Бальжийпин неплохо знал притворы дацана, но и там были места, куда не пускали. Наверное, в одном из таких мест, утаенных от людского глаза, глухих и мрачных, куда не доходит малый узелок света, все еще спеленутая по рукам сыромятными веревками, томится душа бедного сонгола, которому сделалось тесно посреди молитвенных стен и мучительно захотелось на волю, туда, где пасутся дикие табуны, а люди не прячут друг от друга глаза и улыбаются, когда хорошо на сердце, и грустят, если встретят па пути неладное. О, сколько же раз Бальжийпин испытывал те же чувства, и не только в детские годы, а и повзрослев и многое поняв из учения, которое принято священнослужителями как догма!. Вдруг да и затомит в груди, и, не в силах совладать с собою, подойдет к вратам дацана и долго будет смотреть в тихую голубую даль, и тогда встанет перед глазами не эго, нынче увиденное, — другое, смутное и неясное, по малости лет не все сумел запомнить, — вроде бы тускло светящий очаг в отчей юрте да смуглые, с длинными худыми пальцами, руки матери, проворно бросающие в синий огонь аргальные лепешки, а чуть спустя узрит шуструю зеленоглазую речку близ Шаманкиного улуса, случалось, прибегал сюда и подолгу бродил, испытывая себя на крепость, в холодной, почти ледяной и в самую жаркую пору, так что пальцы на ногах тотчас же и задеревенеют, воде.
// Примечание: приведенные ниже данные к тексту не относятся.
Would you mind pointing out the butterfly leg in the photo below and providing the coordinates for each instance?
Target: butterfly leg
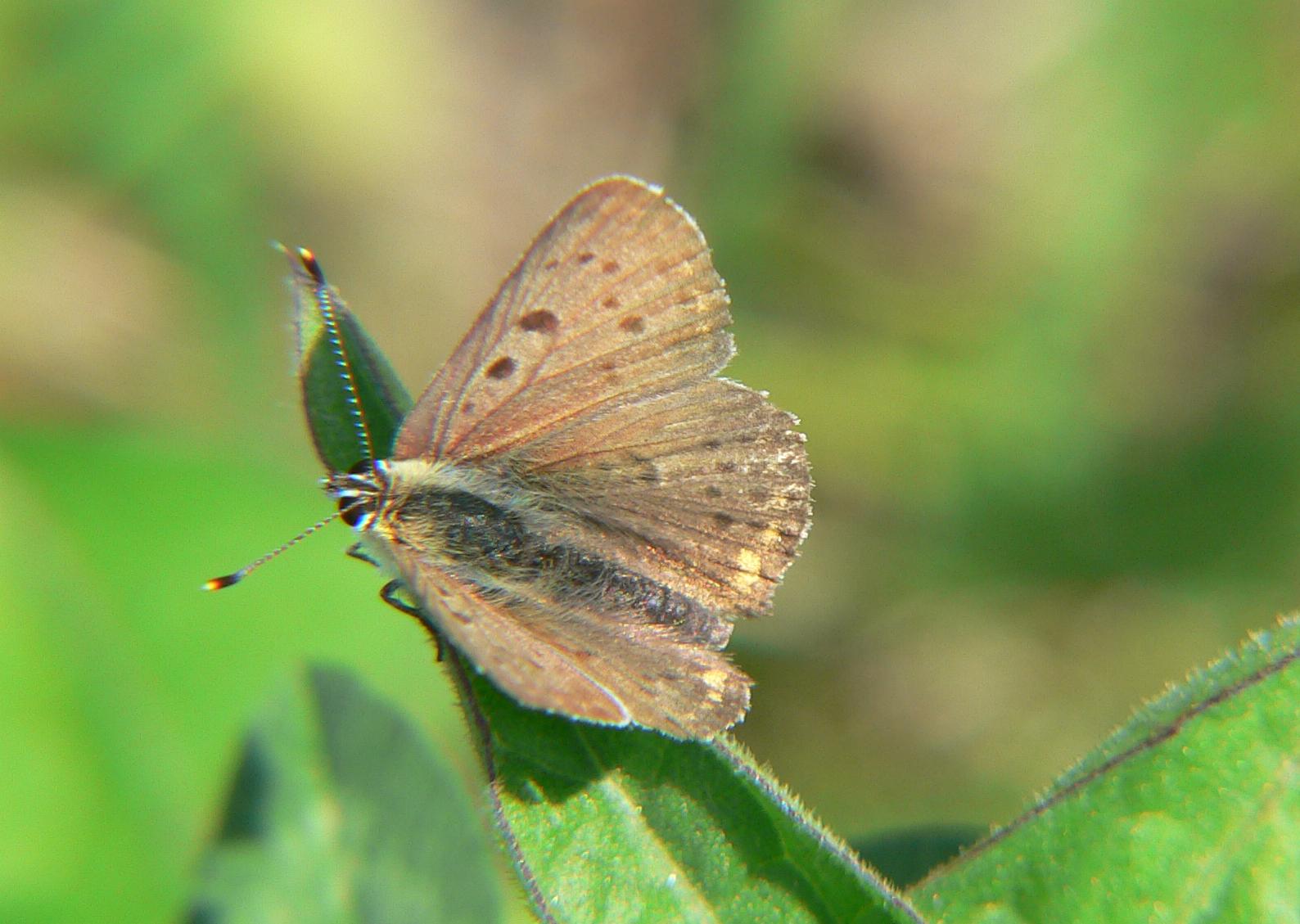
(389, 593)
(356, 552)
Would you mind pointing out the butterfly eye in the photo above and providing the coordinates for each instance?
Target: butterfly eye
(353, 510)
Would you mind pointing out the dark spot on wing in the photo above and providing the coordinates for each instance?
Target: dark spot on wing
(539, 322)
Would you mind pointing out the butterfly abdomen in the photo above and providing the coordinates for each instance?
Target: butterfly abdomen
(463, 520)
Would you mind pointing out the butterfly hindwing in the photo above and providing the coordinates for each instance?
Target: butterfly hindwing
(579, 665)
Знал Бальжийпин, отчего хувараки гоняются за ним по бурятской степи, передавали люди, что велено ему Хамбо ламою перестать лечить больных. Видать, в дацане не хотят, чтобы он занимался своим ремеслом, боятся, что люди больше поверят ему, белому монаху, как его называют в улусах, ушедшему из дацана, чем лекарям, которые состоят там на службе Понимал и другое: было б лучше, когда б смирился и отошел от ремесла, он, наверное, так и поступил бы, если б это зависело от него, но это уже не зависело от него, где б ни оказался, люди сейчас же звали в юрту, и он не умел отказать, шел и помогал тем, кто нуждался в помощи. В душе проснулось что-то дремавшее и осветило… удивительное что-то, порою и самого слепящее, при встрече с человеческой бедою весь отдавался чувству сострадания, и в этом чувстве находил для себя новые силы. В нем словно бы жило два начала: одно из них неторопливое, размеренное в мыслях и поступках, способное обо всем порассуждать здраво и основательно, другое же, неподвластное ему, чуткое и нервное, от малого прикосновения разгорающееся ярким пламенем, подавало о себе знать лишь в минуты высшего торжества духа, когда встречался с человеческой бедою и знал, что кроме него никто не в состоянии помочь. Он преображался, и глаза светились, а руки делались ловкими и умелыми, и уж ничто не могло помешать им. Он был велик в эти минуты и гордился собою, в нем просыпалось чутье необычайное, почти звериное, и самая малость в теле больного не ускользала от внутреннего, про которое совершенно забывал в обычные дни, взора. В те, обычные дни он нередко пребывал в состоянии апатии, когда ничего не хотелось, говорил вяло, с очевидною неохотою и передвигался по земле медленно. Казалось, берег себя для этих минут высшего торжества духа. И разве он мог обменять их на что-то еще? Сама жизнь, которую хотели отнять у него хувараки, в сравнении с теми минутами была бледною тенью

Он не всегда прятался от служителей дацана, случалось, вовсе забывал про преследование, и эта неосторожность могла бы дорого стоить ему, если б не люди, которые уводили его, когда хувараки оказывались поблизости, в другое, более без опасное место, передавали с рук на руки, подолгу не задерживая в одном улусе, и скоро уж не осталось места в степи где б он не побывал.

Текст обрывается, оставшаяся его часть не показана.